Warum ist der MVP-Ansatz im agilen Umfeld so verbreitet
Das MVP erlaubt es, dem Kunden schnell ein passendes Produkt an die Hand zu geben. Bleiben wir bei dem Beispiel mit dem Haus. Hier sind anfangs die verschiedenen Räume in ihrer Grundausstattung vorhanden. Wenn der Bewohner einzieht, wird er schnell realisieren, welche Dinge er sich als nächstes wünscht und der Bauherr kann entsprechend passende Angebote dazu unterbreiten, was nicht nur in diesem Beispiel an gewisse Grenzen stößt. Das Haus aus der Stadt an den Strand zu verlegen dürfte einer der schwieriger zu erfüllenden Kundenwünsche sein.
Der Kunde kann dem Auftragnehmer also sehr schnell mitteilen, in welche Richtung sich das Produkt entwickeln soll und der Auftragnehmer kann entsprechend tätig werden und sein Produkt verbessern, ohne im Vorfeld ein umfangreiches Produkt geschaffen zu haben, welches ganz oder teilweise an den Kundenbedürfnissen vorbei geht.

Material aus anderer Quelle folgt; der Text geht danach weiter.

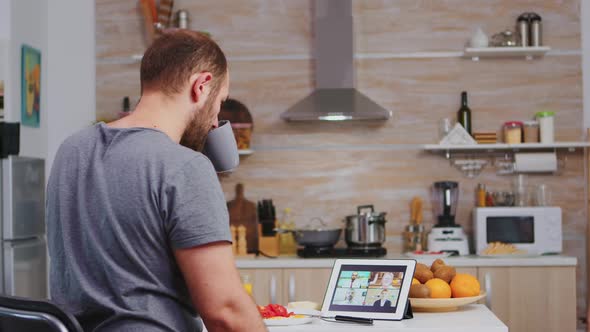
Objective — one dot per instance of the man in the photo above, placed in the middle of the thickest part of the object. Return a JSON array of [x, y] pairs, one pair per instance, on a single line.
[[383, 301], [355, 282], [137, 223]]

Im agilen Umfeld geht es genau um diese Vorgehensweise: Kurze Zyklen, nach denen aus Erkenntnisse gewonnen werden und geprüft wird, ob die Produktentwicklung den Kundenanforderungen entspricht. Darüber hinaus kann nach der jeder Iteration außerdem neue Anforderungen ermittelt und die Priorität der nächsten Schritte neu verteilt werden. Aus diesem Grund ergänzen sich der MVP-Ansatz und agiles Vorgehen sehr gut.
Eine gewisse Vorsicht ist bei den Kundenanforderungen jedoch immer geboten, denn der Kunde weiß manchmal nicht, welche Möglichkeiten es gibt, ob seine Anforderungen überhaupt umsetzbar sind oder welche Aufwände hinter der Umsetzung lauern.